A fish is not seduced by bait. When it grows hungry, it eats whichever mosquito egg or dragonfly happens to be closest. If one is fortunate or destined, it is one’s bait that is closest at that moment. But it is chance that fish and bait are in the right places at the right time. There may be no fish there or a different fish, or the wrong bait, or the fish may not be hungry. The woman who hopes to catch a fish knows she offers nothing to the fish that it cannot find for itself—and better, for her bait comes with a hook and a thread, and death.

The spilled rice on the ground is cold. Grains stick to her hand when she picks up one and presses it onto the needle. It looks like the tiny things that live at the water’s surface and become mosquitoes.

She stands slowly and looks down into the stream, down at the shimmering motionless uncaring trout. “You horror,” she says again. “Prove to me that I should go to Silla.”

 

Jingu knows what the gods want. They toss their demands at her, knowing she will meet them: a dozen shrines to this god or that, rice fields and offerings, priestesses in Nagata and Hirota. And Silla.

Chuai died because he sought to conquer the Kumaso rather than Silla, but the gods allow Jingu to defeat the Kumaso in mere months. Past and future blur in the gods’ minds. They knew, and know, that this is how things will happen. Chuai’s death was arbitrary and meaningless, proof that the gods are either ironical or cruel or simply do not care. The gods may define her actions but they do not care what she feels, the sorrow and anger and love and grief that are always with her, always as intense as the first moments she feels them.
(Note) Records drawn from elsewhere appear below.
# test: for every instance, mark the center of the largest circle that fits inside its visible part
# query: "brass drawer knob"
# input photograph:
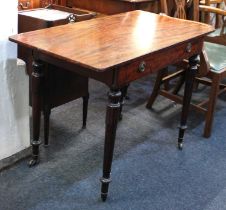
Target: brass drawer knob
(188, 48)
(142, 67)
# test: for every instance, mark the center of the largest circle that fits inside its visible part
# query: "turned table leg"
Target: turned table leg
(37, 85)
(190, 75)
(112, 114)
(85, 110)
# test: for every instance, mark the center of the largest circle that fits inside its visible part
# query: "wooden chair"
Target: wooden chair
(212, 71)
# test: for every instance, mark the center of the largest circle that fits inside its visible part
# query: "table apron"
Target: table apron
(154, 62)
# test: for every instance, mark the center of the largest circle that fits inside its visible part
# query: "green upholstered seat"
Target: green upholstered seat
(217, 56)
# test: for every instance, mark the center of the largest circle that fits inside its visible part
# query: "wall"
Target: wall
(14, 109)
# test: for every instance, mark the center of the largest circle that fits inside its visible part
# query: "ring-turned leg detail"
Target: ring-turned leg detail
(37, 85)
(85, 110)
(189, 80)
(112, 114)
(122, 100)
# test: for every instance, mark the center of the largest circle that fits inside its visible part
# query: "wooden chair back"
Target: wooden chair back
(181, 9)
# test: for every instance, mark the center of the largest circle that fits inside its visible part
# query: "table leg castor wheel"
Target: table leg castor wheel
(120, 117)
(33, 162)
(104, 197)
(180, 145)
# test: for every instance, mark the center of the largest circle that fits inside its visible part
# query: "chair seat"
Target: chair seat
(217, 56)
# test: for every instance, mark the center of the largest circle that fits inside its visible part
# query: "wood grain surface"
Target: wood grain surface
(111, 41)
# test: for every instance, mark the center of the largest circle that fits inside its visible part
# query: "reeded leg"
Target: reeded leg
(37, 81)
(112, 114)
(156, 88)
(122, 100)
(85, 109)
(211, 105)
(189, 79)
(47, 112)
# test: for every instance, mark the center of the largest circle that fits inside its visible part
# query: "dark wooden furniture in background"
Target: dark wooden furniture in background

For a time after his death she performs divination after divination, all asking,
Shall I conquer Silla?
Catching trout with a needle is part of this. She will also watch a rock crumble and allow water to irrigate a rice field she has planted. She will bathe in a river and feel the water in her hair, drawing conclusions from the currents that pull it this way and that. She knows what the answer will be—it is as familiar to her as a song she will sing to her infant son when he is born—but her only power over the gods is this, that they must tell her what they want for her to give it to them. And so she asks them to repeat themselves and takes a chill comfort in hearing their voices and pretending they care.

 

There are places in Japan where the gods do not permit men to fish during spawning, for they cannot understand and will not properly respect the fish’s feelings. Jingu often fishes as a child before she becomes consort and then empress, and old skills come back easily when the past is eternally now. It is still some months before Ojin disrupts her balance, so she stands precariously on the little river’s bank, the thread coiled in one hand, the baited needle in the other.